The clonal selection theory of acquired immunity
Frank Macfarlane Burnet, along with David Talmage, developed a central concept in immunology that has lasted nearly 50 years. The clonal selection theory describes the mechanism by which immune cells can generate memory to a specific antigen. The development of immunity to a given infectious agent was an accepted concept but the way immune memory operated remained a mystery for many years. Central to the clonal selection theory was the generation of antibody responses to injected antigens. Each antibody recognises a specific antigen but it was unclear as to how the antigen initiated an antibody response. In the 1930-40’s it was known that a huge variety of antibodies existed, capable of recognising any given antigen. The ‘instruction theory’ was borne to explain this in chemical terms. It was thought that antigens acted as molecular templates for the production of antibody molecules. However, this chemical approach could not explain immune memory. It was later suggested that affinity for antigen was an inherent property of the immune system and the antigen was ‘selecting’ for those antibodies that already existed. Burnet and Talmage manipulated this idea of selection and realised that it was the cell producing the antibody that was selected. We now know that antibodies are produced by B cells and it was these lymphocytes that formed the basis of clonal selection.
Burnet explained the phenomena of antibody specificity in terms of his clonal selection theory in 1957. He deduced that the antibody repertoire was produced spontaneously by cells without any dependence on external antigen. That when an antibody bound to the surface of a B cell encounters antigen, only those antibodies with sufficient specificity bind that antigen and hence activate the B cell. He then concluded that only those B cells specific for the antigen proliferate and produce antigen-specific antibodies. In effect, the B cell is selected on the basis of its antigen specificity and, through cell division, produces multiple clones of its self. Importantly, some of those B cell clones become memory cells so that when the antigen is encountered at a later date clonal expansion of specific memory B cells can take place and eliminate the antigen. Immune recognition and the expansion of specific B cells is the fundamental basis of immune memory and acquired immunity.
The clonal selection theory was a pivotal landmark in immunology, but raised many more questions. How are B cells prevented from producing antibodies directed against self tissue? Peter Medawar demonstrated that tissue transplanted from a donor to a host was rejected, while tissue transplanted from the same host was accepted. The immune system somehow recognises the donor tissue as foreign (non-self) and its own tissue as self. However, non-identical bovine foetuses connected in utero share blood during development. Although they should recognise each other as ‘foreign’ they are unable to respond to each other’s tissue.
This demonstrated that immune specificity was somehow learned and not a result of predetermined genetics. The simple explanation for this is that during B cell development those B cells expressing antibodies that recognise self molecules are eliminated from the B cell pool and those with affinity for non-self survive. The clonal selection theory can also be applied to the T cell system. T cells recognise antigen in a similar way to B cells, although this antigen has been processed into small peptides. Similarly, during T cell development those T cells that recognise self peptides are killed and only those capable of recognising foreign peptides survive. This process is also referred to as tolerance to self.

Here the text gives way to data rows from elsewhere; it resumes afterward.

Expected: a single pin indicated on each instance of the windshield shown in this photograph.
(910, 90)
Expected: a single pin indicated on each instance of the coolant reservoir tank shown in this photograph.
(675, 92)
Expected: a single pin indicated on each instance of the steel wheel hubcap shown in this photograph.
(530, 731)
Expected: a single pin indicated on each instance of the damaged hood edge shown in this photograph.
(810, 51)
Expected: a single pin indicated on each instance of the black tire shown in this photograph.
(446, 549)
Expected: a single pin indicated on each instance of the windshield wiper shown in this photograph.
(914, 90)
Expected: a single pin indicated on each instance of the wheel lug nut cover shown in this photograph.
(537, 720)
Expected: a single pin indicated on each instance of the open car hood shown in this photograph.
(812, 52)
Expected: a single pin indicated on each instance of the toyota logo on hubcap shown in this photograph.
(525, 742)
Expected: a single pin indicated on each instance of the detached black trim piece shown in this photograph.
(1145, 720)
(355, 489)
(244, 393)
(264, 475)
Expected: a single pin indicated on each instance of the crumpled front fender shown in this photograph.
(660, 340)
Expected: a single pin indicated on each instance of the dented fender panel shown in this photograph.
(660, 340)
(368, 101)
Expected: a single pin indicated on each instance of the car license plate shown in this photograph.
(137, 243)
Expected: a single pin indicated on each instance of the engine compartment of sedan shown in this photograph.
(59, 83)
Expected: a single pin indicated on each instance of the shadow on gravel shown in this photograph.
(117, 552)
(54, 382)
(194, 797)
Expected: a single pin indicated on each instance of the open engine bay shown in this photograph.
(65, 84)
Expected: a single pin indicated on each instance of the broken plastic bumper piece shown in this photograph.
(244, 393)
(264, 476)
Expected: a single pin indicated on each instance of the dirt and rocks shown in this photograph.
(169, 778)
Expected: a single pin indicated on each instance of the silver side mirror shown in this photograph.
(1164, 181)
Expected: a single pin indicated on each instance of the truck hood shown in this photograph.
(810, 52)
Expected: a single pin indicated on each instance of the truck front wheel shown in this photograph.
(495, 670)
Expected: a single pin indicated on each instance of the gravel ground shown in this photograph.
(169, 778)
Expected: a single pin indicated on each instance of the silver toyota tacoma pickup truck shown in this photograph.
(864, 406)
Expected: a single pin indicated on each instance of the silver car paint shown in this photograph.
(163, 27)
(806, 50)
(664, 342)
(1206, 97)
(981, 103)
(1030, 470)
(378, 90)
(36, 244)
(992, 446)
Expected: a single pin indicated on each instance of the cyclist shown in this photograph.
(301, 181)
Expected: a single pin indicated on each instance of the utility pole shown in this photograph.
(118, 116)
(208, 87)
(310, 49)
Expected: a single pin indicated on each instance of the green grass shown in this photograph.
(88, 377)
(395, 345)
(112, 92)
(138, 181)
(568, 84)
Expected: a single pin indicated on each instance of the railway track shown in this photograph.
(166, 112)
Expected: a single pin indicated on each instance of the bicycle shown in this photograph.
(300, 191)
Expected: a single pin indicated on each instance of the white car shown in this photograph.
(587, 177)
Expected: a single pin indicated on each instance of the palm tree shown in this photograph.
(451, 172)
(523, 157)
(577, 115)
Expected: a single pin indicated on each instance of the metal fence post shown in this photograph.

How is the vast antibody repertoire generated? Like all proteins, antibodies are produced by genes. However, there are many more antibodies than there are genes. Therefore there must be a mechanism in place to generate diversity.Actually two mechanisms exist, the first being somatic mutation. Random nucleotide substitutions within antibody genes occur at the very point that translates to the antigen binding site, introducing a certain amount of variation. The other mechanism is known as genetic recombination. Antibody genes comprise three separate elements, all of which must combine to form a complete gene. Furthermore, each of these elements has many different versions so that any version of one element can recombine with any version of another element. This process is largely stochastic so that recombination results in the random generation of a large diversity of antibody molecules and hence a huge B cell population. The same mechanism occurs when generating T cell receptors. This totals to a highly variable immune cell repertoire capable of recognising a million million different antigenic motifs.
The clonal selection theory has evolved over the past 50 years and has been supplemented by new hypotheses. Of note, the ‘self versus non-self’ discrimination model has been expanded to include recognition of evolutionary conserved molecules expressed by microbes, while the ‘danger model’ of immune recognition states that immunity is only generated against a foreign antigen if accompanied by a ‘danger signal’. Instead of replacing the clonal selection theory these new hypotheses complement Burnet’s original thesis. Frank Macfarlane Burnet and Peter Medawar were awarded the Nobel Prize in Physiology or Medicine in 1960.